Literature DB >> 12505875

Protein kinase C-epsilon-null mice have decreased hypoxic pulmonary vasoconstriction.

Cassana M Littler1, Kenneth G Morris, Karen A Fagan, Ivan F McMurtry, Robert O Messing, Edward C Dempsey.   

Abstract

PKC contributes to regulation of pulmonary vascular reactivity in response to hypoxia. The role of individual PKC isozymes is less clear. We used a knockout (null, -/-) mouse to test the hypothesis that PKC-epsilon is important in acute hypoxic pulmonary vasoconstriction (HPV). We asked whether deletion of PKC-epsilon would decrease acute HPV in adult C57BL6xSV129 mice.
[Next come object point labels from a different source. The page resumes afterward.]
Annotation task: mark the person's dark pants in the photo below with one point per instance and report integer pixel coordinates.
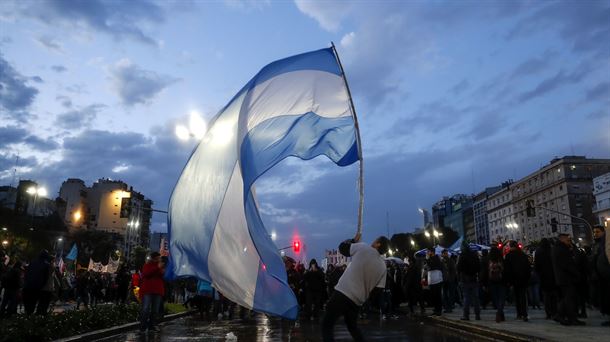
(339, 305)
(150, 309)
(550, 298)
(9, 302)
(498, 296)
(313, 300)
(43, 303)
(604, 297)
(471, 296)
(521, 300)
(448, 295)
(436, 297)
(567, 304)
(30, 299)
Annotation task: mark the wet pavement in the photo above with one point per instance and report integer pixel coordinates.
(267, 329)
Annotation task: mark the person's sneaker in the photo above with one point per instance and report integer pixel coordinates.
(577, 322)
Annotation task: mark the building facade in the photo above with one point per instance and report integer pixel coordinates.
(481, 224)
(601, 191)
(456, 213)
(108, 205)
(562, 191)
(502, 225)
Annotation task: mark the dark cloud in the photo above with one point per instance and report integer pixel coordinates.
(59, 68)
(15, 95)
(119, 19)
(533, 65)
(558, 80)
(15, 135)
(78, 118)
(583, 24)
(65, 101)
(601, 92)
(50, 43)
(461, 87)
(134, 85)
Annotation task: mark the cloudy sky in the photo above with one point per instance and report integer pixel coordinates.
(453, 96)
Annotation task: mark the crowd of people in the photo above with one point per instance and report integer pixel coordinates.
(558, 277)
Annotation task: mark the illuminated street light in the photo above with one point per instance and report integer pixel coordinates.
(197, 128)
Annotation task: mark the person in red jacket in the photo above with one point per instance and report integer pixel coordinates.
(151, 290)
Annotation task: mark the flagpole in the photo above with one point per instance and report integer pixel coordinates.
(358, 141)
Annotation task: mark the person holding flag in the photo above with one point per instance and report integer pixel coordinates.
(366, 272)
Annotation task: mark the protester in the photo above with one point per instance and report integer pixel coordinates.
(36, 277)
(434, 278)
(567, 277)
(449, 281)
(411, 285)
(366, 272)
(484, 278)
(468, 268)
(497, 284)
(517, 274)
(601, 271)
(152, 292)
(542, 262)
(315, 286)
(11, 283)
(49, 290)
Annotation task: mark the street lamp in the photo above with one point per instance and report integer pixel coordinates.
(197, 128)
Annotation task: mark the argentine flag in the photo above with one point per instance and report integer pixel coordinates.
(298, 106)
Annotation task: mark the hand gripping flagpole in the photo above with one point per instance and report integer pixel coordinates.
(358, 142)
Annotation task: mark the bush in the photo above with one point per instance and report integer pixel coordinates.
(66, 324)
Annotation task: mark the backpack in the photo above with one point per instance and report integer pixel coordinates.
(495, 271)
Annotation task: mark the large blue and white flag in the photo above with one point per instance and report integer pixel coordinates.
(298, 106)
(73, 253)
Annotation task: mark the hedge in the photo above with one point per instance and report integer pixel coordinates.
(66, 324)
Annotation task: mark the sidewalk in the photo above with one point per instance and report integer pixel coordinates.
(537, 329)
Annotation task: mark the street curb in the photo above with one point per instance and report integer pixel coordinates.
(98, 334)
(494, 334)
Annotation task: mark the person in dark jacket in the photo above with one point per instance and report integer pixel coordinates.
(468, 268)
(601, 271)
(314, 285)
(542, 260)
(497, 284)
(152, 291)
(484, 279)
(517, 273)
(449, 281)
(11, 284)
(435, 280)
(567, 277)
(36, 277)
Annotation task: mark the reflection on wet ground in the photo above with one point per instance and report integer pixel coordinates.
(265, 329)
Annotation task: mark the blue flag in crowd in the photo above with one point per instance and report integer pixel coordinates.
(298, 106)
(73, 253)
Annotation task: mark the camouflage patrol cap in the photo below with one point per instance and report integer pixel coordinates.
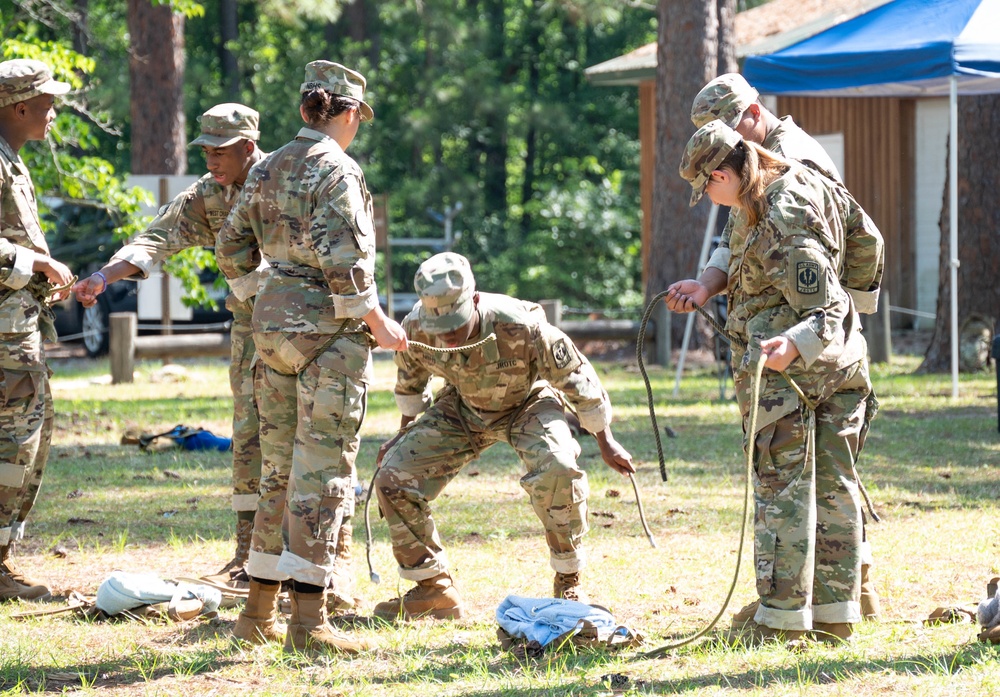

In isolated, salt solution-perfused lung, reactivity to acute hypoxic challenges (0% and 3% O(2)) was compared with responses to angiotensin II (ANG II) and KCl. PKC-epsilon -/- mice had decreased HPV, whereas responses to ANG II and KCl were preserved. Inhibition of nitric oxide synthase (NOS) with nitro-l-arginine augmented HPV in PKC-epsilon +/+ but not -/- mice. Inhibition of Ca(2+)-gated K(+) channels (K(Ca)) with charybdotoxin and apamin did not enhance HPV in -/- mice relative to wild-type (+/+) controls. In contrast, the voltage-gated K(+) channel (K(V)) antagonist 4-aminopyridine increased the response of -/- mice beyond that of +/+ mice. This suggested that increased K(V) channel expression could contribute to blunted HPV in PKC-epsilon -/- mice. Therefore, expression of the O(2)-sensitive K(V) channel subunit Kv3.1b (100-kDa glycosylated form and 70-kDa core protein) was compared in whole lung and pulmonary artery smooth muscle cell (PASMC) lysates from +/+ and -/- mice. A subtle increase in Kv3.1b was detected in -/- vs. +/+ whole lung lysates. A much greater rise in Kv3.1b expression was found in -/- vs. +/+ PASMC. Thus deletion of PKC-epsilon blunts murine HPV. The decreased response could not be attributed to a general loss in vasoreactivity or derangements in NOS or K(Ca) channel activity. Instead, the absence of PKC-epsilon allows increased expression of K(V) channels (like Kv3.1b) to occur in PASMC, which likely contributes to decreased HPV.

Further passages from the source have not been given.